Property tax and escrow: how lenders collect and pay your tax bill
· 7 min read
What escrow does
Each month your lender splits your PITI payment into two pieces:
- Principal & interest — paid directly to the loan account.
- Taxes & insurance — deposited into your escrow account.
When your county sends a property-tax bill or your insurer renews your policy, the lender pays it from the escrow balance. You don’t have to remember the deadlines.
Why your payment changes
A fixed-rate mortgage’s principal-and-interest portion never changes. But the escrow portion does, every year:
- Property tax reassessments — counties typically reassess every 1–3 years and bills can jump 5%–20% in a single cycle.
- Insurance renewals — premiums have risen substantially since 2021 in many states.
- Escrow shortage / overage — if last year’s escrow ran short, the lender increases your payment to refill it.
Avoiding payment-shock surprises
- Read the annual escrow analysis statement.

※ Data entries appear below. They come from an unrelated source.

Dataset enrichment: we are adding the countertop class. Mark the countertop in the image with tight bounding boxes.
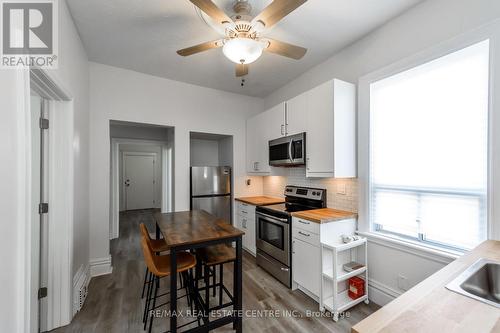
[234,195,285,206]
[352,241,500,333]
[292,208,358,223]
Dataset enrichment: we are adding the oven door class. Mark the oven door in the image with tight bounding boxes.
[256,213,290,266]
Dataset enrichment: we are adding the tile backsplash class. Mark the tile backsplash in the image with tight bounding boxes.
[263,168,358,212]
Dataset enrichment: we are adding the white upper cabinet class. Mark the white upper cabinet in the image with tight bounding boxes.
[262,103,286,137]
[306,80,356,178]
[247,80,356,178]
[247,111,272,175]
[285,93,307,135]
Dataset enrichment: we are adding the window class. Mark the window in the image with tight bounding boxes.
[369,41,489,249]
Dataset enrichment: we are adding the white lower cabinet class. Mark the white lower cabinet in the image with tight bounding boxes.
[292,238,321,297]
[236,202,257,256]
[292,217,356,302]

It explains exactly why next year’s payment is changing.
- If a tax assessment seems high, you can usually appeal — many counties have a 30-day window.
- Shop homeowners insurance every 2–3 years; pricing has become very volatile.
- Keep a small buffer in personal savings to absorb mid-year shortages without a payment shock.
Frequently asked questions
What is the key takeaway about property tax escrow?
An escrow account is a lender-managed savings account that collects 1/12 of your annual property taxes and homeowners insurance with each mortgage payment, then pays the bills on your behalf. Your monthly payment can rise even on a fixed-rate loan if taxes or insurance go up. Lenders run an annual escrow analysis to detect shortages and adjust your payment.